SFR-Embedding-Code-2B_R
Property | Value |
---|---|
Model Size | 2B parameters |
Developer | Salesforce Research |
Paper | CodeXEmbed: A Generalist Embedding Model Family |
License | Research-only (Subject to Gemma Terms of Use) |
Performance | 67.4% NDCG@10 on CoIR Benchmark |
What is SFR-Embedding-Code-2B_R?
SFR-Embedding-Code-2B_R is a state-of-the-art embedding model designed for multilingual and multi-task code and text retrieval. Developed by Salesforce Research, it represents the largest model in the SFR-Embedding family, demonstrating superior performance compared to existing open-source code embedding models.
Implementation Details
The model can be easily implemented using either the Transformers or Sentence Transformers libraries. It supports a maximum sequence length of 32,768 tokens and requires specific instruction formatting for queries. The model architecture is based on Gemma and has been fine-tuned for code retrieval tasks.
- Built on Gemma architecture with 2B parameters
- Supports both code and text embedding generation
- Implements instruction-based query formatting
- Offers flexible integration through popular ML frameworks
Core Capabilities
- Multilingual code retrieval and understanding
- High-performance text-to-code matching
- Superior embedding quality (67.4% NDCG@10)
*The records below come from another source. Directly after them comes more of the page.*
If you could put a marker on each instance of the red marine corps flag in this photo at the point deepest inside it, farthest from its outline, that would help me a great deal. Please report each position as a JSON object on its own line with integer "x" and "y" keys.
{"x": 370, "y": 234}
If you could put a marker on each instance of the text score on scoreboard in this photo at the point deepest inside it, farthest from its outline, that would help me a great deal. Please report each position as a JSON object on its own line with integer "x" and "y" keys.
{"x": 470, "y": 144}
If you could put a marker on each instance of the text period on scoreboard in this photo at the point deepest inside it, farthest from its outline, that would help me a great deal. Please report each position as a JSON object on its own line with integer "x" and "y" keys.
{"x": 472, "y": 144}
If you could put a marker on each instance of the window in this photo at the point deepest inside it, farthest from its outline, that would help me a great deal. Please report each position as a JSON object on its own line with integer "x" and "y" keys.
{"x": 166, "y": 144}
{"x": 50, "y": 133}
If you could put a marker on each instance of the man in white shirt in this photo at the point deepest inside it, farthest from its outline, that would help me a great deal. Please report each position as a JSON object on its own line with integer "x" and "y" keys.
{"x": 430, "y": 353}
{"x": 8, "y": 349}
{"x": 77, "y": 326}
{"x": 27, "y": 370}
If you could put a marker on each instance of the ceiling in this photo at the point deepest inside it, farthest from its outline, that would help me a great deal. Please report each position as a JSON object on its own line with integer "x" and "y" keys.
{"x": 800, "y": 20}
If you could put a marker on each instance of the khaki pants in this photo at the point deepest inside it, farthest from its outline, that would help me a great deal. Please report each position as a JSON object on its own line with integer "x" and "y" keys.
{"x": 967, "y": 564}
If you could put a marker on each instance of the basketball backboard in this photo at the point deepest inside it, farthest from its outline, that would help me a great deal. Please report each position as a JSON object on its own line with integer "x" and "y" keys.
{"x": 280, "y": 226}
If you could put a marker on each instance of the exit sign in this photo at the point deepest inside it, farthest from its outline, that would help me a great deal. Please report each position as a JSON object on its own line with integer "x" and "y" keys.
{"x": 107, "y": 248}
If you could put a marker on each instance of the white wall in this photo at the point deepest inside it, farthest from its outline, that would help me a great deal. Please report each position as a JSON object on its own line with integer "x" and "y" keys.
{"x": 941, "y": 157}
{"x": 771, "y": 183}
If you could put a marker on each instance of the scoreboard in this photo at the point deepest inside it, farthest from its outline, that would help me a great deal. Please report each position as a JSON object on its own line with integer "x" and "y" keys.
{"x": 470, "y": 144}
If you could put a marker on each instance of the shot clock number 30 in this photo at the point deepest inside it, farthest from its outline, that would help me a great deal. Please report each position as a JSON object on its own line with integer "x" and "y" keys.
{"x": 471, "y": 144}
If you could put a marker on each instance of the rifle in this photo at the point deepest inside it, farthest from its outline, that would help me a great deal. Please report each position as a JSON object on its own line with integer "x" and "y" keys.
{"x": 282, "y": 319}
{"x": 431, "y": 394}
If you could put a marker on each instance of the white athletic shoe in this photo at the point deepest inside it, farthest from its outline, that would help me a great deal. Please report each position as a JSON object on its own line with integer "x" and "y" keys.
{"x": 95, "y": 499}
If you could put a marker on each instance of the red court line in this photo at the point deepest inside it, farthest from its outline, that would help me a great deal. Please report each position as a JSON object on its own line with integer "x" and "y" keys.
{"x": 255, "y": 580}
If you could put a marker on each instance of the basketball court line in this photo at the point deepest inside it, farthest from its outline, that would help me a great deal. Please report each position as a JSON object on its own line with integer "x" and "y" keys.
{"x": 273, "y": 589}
- Long context support up to 32K tokens
- Flexible API support for both Transformers and Sentence Transformers
Frequently Asked Questions
Q: What makes this model unique?
The model stands out for its superior performance in code retrieval tasks, achieving the highest NDCG@10 score (67.4%) among comparable models on the CoIR benchmark. It's also notable for its large parameter count and versatility in handling both code and text embedding tasks.
Q: What are the recommended use cases?
The model is specifically designed for research purposes in code retrieval, documentation matching, and code-text alignment tasks. It's particularly useful for applications requiring high-quality code search, code documentation linking, and similar code detection.